Resolving Conflict

By: Lisa Philippart

Conflict is a normal part of any healthy relationship, personal or professional. When conflict is mismanaged, it can cause great harm to a relationship, but when handled in a respectful, positive way, it provides an opportunity to strengthen the bond between two people. Conflict arises from differences, both large and small, whenever people disagree over their values, motivations, perceptions, ideas, or desires. Although some differences may seem trivial, when a conflict triggers strong feelings, a deep personal need is often at the core of the problem. These needs can range from needs of safety and security, to respect and value, or to the greater need of closeness and intimacy. In personal relationships, a lack of understanding about differing needs can result in distance, arguments, and breakups. In the workplace, differing needs can result in broken deals, decreased profits, and lost jobs.

Do you fear conflict or avoid it at all costs? If your perception of conflict comes from painful memories from your childhood or previously unhealthy relationships, you may expect all disagreements to end badly. You may have been taught to view conflict as demoralizing, humiliating, or fear-producing. To the extreme, if you felt powerless or out of control, conflict may even be traumatizing for you. If you are afraid of conflict, it can become a self-fulfilling prophecy. If you enter into a conflict situation already feeling threatened, it’s tough to deal with the problem at hand in a healthy way.
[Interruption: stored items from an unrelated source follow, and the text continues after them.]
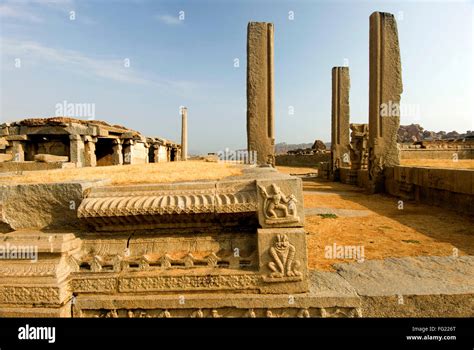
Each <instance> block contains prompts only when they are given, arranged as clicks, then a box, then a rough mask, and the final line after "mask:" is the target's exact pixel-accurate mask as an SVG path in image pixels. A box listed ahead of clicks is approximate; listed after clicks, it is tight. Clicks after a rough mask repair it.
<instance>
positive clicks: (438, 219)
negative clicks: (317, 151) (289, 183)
mask: <svg viewBox="0 0 474 350" xmlns="http://www.w3.org/2000/svg"><path fill="white" fill-rule="evenodd" d="M279 170H280V171H282V172H285V173H294V170H293V169H291V168H289V169H287V168H285V167H280V168H279ZM303 191H304V206H305V208H321V210H320V211H322V212H324V209H328V212H329V211H330V209H352V210H354V211H358V210H363V211H364V212H365V213H366V212H367V211H369V213H368V215H365V216H359V217H351V216H343V215H339V216H337V215H336V217H334V215H322V216H321V215H306V223H305V229H306V230H307V232H308V236H307V239H308V260H309V267H310V268H311V269H319V270H332V265H333V264H335V263H340V262H347V261H353V260H355V259H341V258H338V259H331V258H328V256H326V254H325V253H326V247H334V244H336V247H339V246H344V247H346V246H356V247H360V248H362V247H363V248H364V259H365V260H368V259H383V258H388V257H406V256H423V255H424V256H455V255H466V254H468V255H473V254H474V219H473V218H471V217H468V216H464V215H459V214H457V213H455V212H453V211H448V210H445V209H442V208H438V207H433V206H428V205H423V204H416V203H414V202H403V208H402V207H400V206H399V204H400V203H399V202H398V199H397V198H395V197H390V196H386V195H379V194H377V195H367V194H365V193H364V191H363V190H362V189H359V188H357V187H355V186H350V185H345V184H341V183H336V182H329V181H325V180H321V179H316V178H311V179H305V180H304V181H303ZM327 249H329V248H327ZM331 251H332V252H333V251H334V248H332V250H331Z"/></svg>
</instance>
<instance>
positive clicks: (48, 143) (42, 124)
mask: <svg viewBox="0 0 474 350" xmlns="http://www.w3.org/2000/svg"><path fill="white" fill-rule="evenodd" d="M180 150H181V147H180V146H179V145H177V144H175V143H173V142H170V141H167V140H165V139H161V138H152V137H144V136H142V135H141V134H140V133H139V132H137V131H133V130H130V129H127V128H125V127H122V126H119V125H109V124H107V123H105V122H102V121H96V120H80V119H73V118H66V117H53V118H36V119H24V120H22V121H18V122H13V123H9V124H2V125H1V126H0V154H1V155H2V157H0V161H2V162H11V163H15V164H14V165H15V167H16V168H17V169H20V170H21V169H24V170H36V169H42V168H41V167H40V166H39V165H38V168H35V162H42V163H54V164H56V165H57V167H60V168H63V167H65V166H66V165H69V166H73V167H78V168H79V167H88V166H103V165H119V164H144V163H154V162H167V161H175V160H178V159H179V158H180ZM7 165H8V164H2V163H0V169H4V171H8V170H10V167H8V166H7ZM21 165H24V167H21ZM2 166H3V168H2Z"/></svg>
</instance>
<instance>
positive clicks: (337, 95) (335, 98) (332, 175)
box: [330, 67, 350, 179]
mask: <svg viewBox="0 0 474 350" xmlns="http://www.w3.org/2000/svg"><path fill="white" fill-rule="evenodd" d="M349 89H350V78H349V67H334V68H333V69H332V108H331V126H332V128H331V173H330V177H331V178H332V179H338V178H339V174H338V169H339V168H341V167H344V166H348V165H349V162H350V156H349Z"/></svg>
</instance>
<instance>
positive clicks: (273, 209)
mask: <svg viewBox="0 0 474 350" xmlns="http://www.w3.org/2000/svg"><path fill="white" fill-rule="evenodd" d="M258 187H259V189H260V193H261V195H262V196H263V198H264V203H263V213H264V215H265V218H266V219H267V220H266V223H270V224H271V223H279V222H295V221H299V217H298V216H297V210H296V203H297V202H298V201H297V199H296V197H295V196H294V195H293V194H291V195H290V196H286V195H285V194H284V193H283V192H282V191H281V189H280V187H278V186H277V185H276V184H272V185H271V186H270V189H271V192H270V193H268V192H267V190H266V189H265V187H263V186H260V185H259V186H258Z"/></svg>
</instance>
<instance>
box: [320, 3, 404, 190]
mask: <svg viewBox="0 0 474 350" xmlns="http://www.w3.org/2000/svg"><path fill="white" fill-rule="evenodd" d="M369 51H370V52H369V56H370V65H369V66H370V67H369V68H370V74H369V124H368V130H367V124H351V127H350V128H351V130H352V135H351V136H352V139H351V141H350V142H349V89H350V78H349V68H348V67H334V68H333V69H332V112H331V163H330V164H322V165H321V167H320V177H323V178H328V179H332V180H339V179H340V172H341V171H342V170H343V171H344V172H345V173H346V174H347V176H345V177H344V181H345V182H348V183H351V184H355V183H357V182H358V180H357V178H358V177H360V174H361V173H360V172H359V170H365V169H367V170H368V173H367V179H366V180H365V181H364V184H365V186H366V187H367V189H368V190H369V191H371V192H377V191H382V188H383V182H384V169H385V168H386V167H391V166H395V165H399V164H400V150H399V146H398V144H397V133H398V129H399V126H400V96H401V93H402V91H403V86H402V78H401V63H400V49H399V44H398V31H397V24H396V21H395V17H394V16H393V15H392V14H389V13H384V12H374V13H373V14H372V15H371V16H370V45H369ZM362 176H364V175H362ZM359 183H360V181H359Z"/></svg>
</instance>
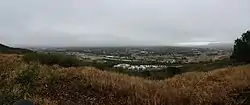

Instead, you are more likely to either shut down or blow up in anger. Conflict triggers strong emotions, leading to either resentments (unhealthy) or trust (healthy.) Your ability to successfully resolve conflict depends on your ability to manage stress quickly by remaining alert and calm. This allows you to accurately read and interpret verbal and nonverbal communication. When you are in control of your emotions, you can communicate your needs without threatening or intimidating others. Pay attention to the feelings being expressed, as well as the spoken word of others.

To successfully resolve a conflict, you will need to learn and practice two core skills: quick stress relief and emotional awareness. Quick stress relief is being able to manage and relieve stress in the moment. You will need to practice staying centered and in control of your emotions. To handle your stress, be aware of your own feelings and in touch with your needs. And then, appropriately communicate these emotions and needs clearly. Take a deep breath, allow yourself to pause, or even state, “I need a moment to think about that,” as you process both your emotional and rational responses. Emotional awareness is the key to understanding yourself and others. Although knowing your own feelings may sound simple, you may be ignoring or suppressing strong emotions like anger, sadness, and fear. Your ability to resolve conflict depends on being connected to these feelings. In other words, emotional awareness is the conscious recognition of your moment-to-moment feeling experience. Emotional awareness allows you to understand yourself and others, including what is really the troubling issue, and to communicate clearly and effectively to engage and influence others.

Finally, you can ensure that the process of managing and resolving conflict is as positive as possible by sticking to the following guidelines:

1. Listen for what is felt as well as said.
2. Make conflict resolution the priority rather than winning or being right.
3. Focus on the present moment.
4. Pick your battles.
5. Be willing to forgive.
6. Know when to let something go.

Using these conflict resolution skills can help to put the situation into perspective, and can actually become an opportunity for growth and greater connection.